Familiar Obama Phrase Being Groomed as a Slogan
By PETER BAKER
WASHINGTON — President Obama told doctors and insurers on Monday that revamping health care would “lay a new foundation for our economy.” He told graduating college students on Wednesday that “we need to build a new foundation.” He told consumers on Thursday that protecting them was vital “to the new foundation we seek to build.”
Ready for a new New Deal? How about the New Foundation? As Mr.
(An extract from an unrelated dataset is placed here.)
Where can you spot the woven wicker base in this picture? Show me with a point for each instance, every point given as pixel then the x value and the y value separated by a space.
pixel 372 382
Obama labors to pull the country out of the deepest recession since the Great Depression and simultaneously overhaul energy, education and health care, he has coined an expression to encapsulate his ambitious program in the same way Franklin D. Roosevelt did in the 1930s.
New Foundation may not come tripping off the tongue quite as easily as New Deal — it has twice as many syllables, after all — but it has become a staple of Mr. Obama’s speeches in the last month. Whether a 21st-century public buys a 20th-century political technique is another question.
“Every administration seeks to brand itself, and New Foundation certainly captures the recovery and rebuilding project on the president’s hands,” said Joel P. Johnson, a White House counselor under President Bill Clinton. “But only history decides whether or not it sticks or whether or not an era can be defined in a phrase. If he produces results, then New Foundation could be one for the books. If not ... .”
Mr. Obama introduced the catchall phrase in his Inaugural Address in January. “The state of our economy calls for action, bold and swift,” he said that day, “and we will act not only to create new jobs but to lay a new foundation for growth.”